ECS Deployments with `ecspresso`¶

We use ecspresso to deploy new container images to ECS. This gives us precise control over the deployment. The flow is:

The docker/bake job builds a new image and tags it with the $CI_COMMIT_SHA.
The deploy_... job (e.g., deploy_grafana) runs.
It pulls the cluster's current task definition using ecspresso init ....
It uses sed to find the "image" key in the task definition and replace its tag with the $CI_COMMIT_SHA.
It runs IMAGE_TAG=${CI_COMMIT_SHA} ecspresso deploy ... to register and deploy the new task definition.

Keeping Terraform and CI/CD in Sync¶

You may wonder: "If CI/CD deploys a new task definition, what happens when Terraform runs next?" This is handled by a key setting in our Terraform ECS service modules: track_latest = true. This tells Terraform, "Do not manage the task_definition ARN. Always assume the latest active revision is the one you should be tracking."

This prevents a "drift" where Terraform would try to revert the service to an older task definition just because the CI/CD pipeline deployed a new one.

CI/CD (ecspresso): Actively pushes new task definition revisions.
Terraform (track_latest): Passively accepts the latest revision as its state.

2. Pipeline Flow by Stage¶

This is the end-to-end execution order of the pipeline.

`verify` Stage¶

Purpose: Linting and formatting checks. Runs on merge requests.

tf/format: Checks that all .tf files are correctly formatted.
alloy/format: Checks that all .alloy files in alloy/config/ are formatted.
validate/dashboards: Validates all dashboards, after generation, to ensure all dashboard JSON files are valid.

`build` Stage¶

Purpose: Build and push container images. Runs on main branch and MRs.

docker/bake: This job builds and pushes all container images defined in docker-bake.hcl (Alloy, Grafana, etc.).
On MRs: It builds but does not push to ECR.
On main: It builds and pushes, tagging the image with both :latest and the $CI_COMMIT_SHA.

`trigger` Stage¶

Purpose: Run Terraform child pipelines to update infrastructure.
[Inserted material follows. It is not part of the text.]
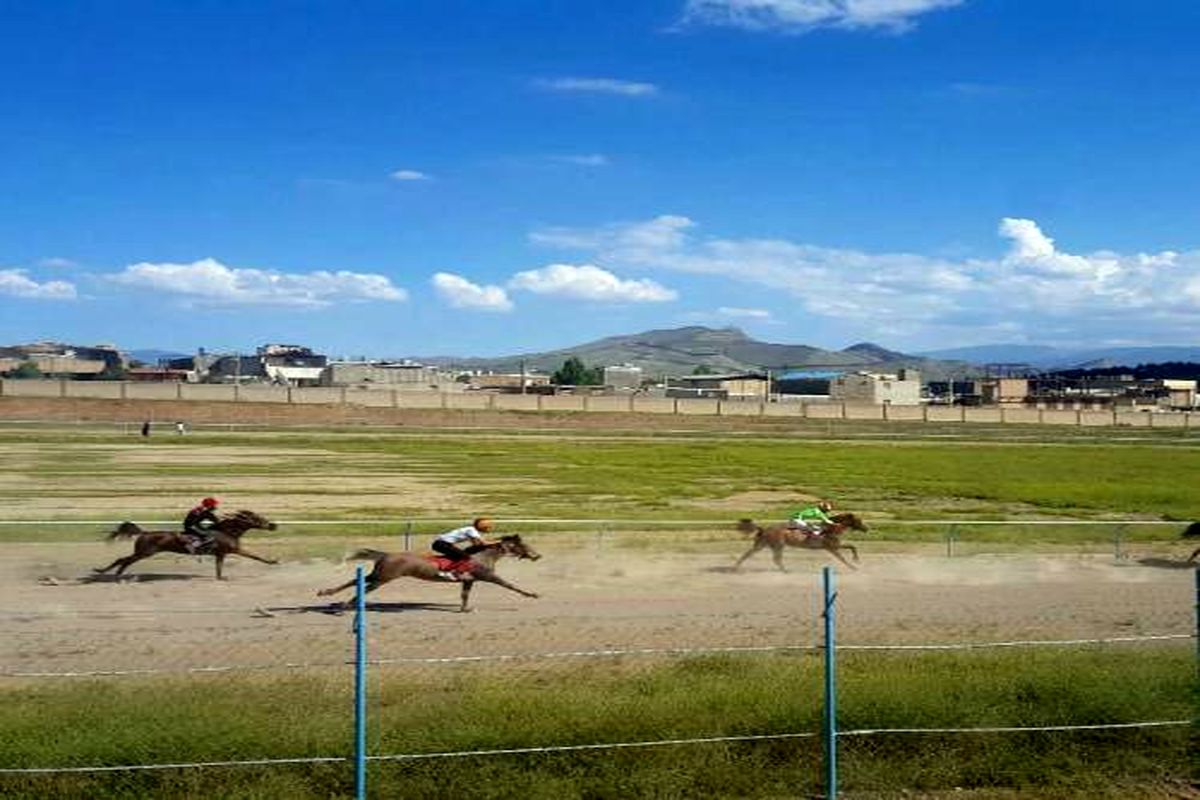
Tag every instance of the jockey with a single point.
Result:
(198, 524)
(813, 519)
(472, 535)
tf/infrastructure: Triggers the Terraform pipeline for the main infrastructure/ directory. This runs first.
tf/grafana_datasources: Triggers the Terraform pipeline for Grafana provisioning. This job needs the tf/infrastructure job, ensuring it only runs after the core infra is applied.

`deploy` Stage¶

Purpose: Deploy applications and configurations. Runs on main branch only.

These jobs use the changes: keyword to ensure they only run when their specific code is modified.

deploy_cloudwatch_metrics_collector:
Trigger: Changes to alloy/
Action: Runs ecspresso deploy for the sre-${ENV}-cloudwatch-metrics-collector service.
deploy_metrics_proxy:
Trigger: Changes to alloy/
Action: Runs ecspresso deploy for the sre-${ENV}-metrics-proxy service.
deploy_grafana:
Trigger: Changes to grafana/
Action: Runs ecspresso deploy for the sre-${ENV}-grafana service.
deploy/dashboards:
Trigger: Changes to dashboards/
Action: Connects to the bastion and runs mise run dashboards:push to sync all dashboards to Grafana.

`cleanup` Stage¶

Purpose: Remove stale or unmanaged resources. Runs on main branch only.

cleanup/grafana:
Trigger: Changes to dashboards/
Action: Connects to the bastion and runs mise run dashboards:prune. This is critical: it deletes any dashboards and empty folders in Grafana that are not present in the dashboards/ directory, ensuring this repo is the single source of truth.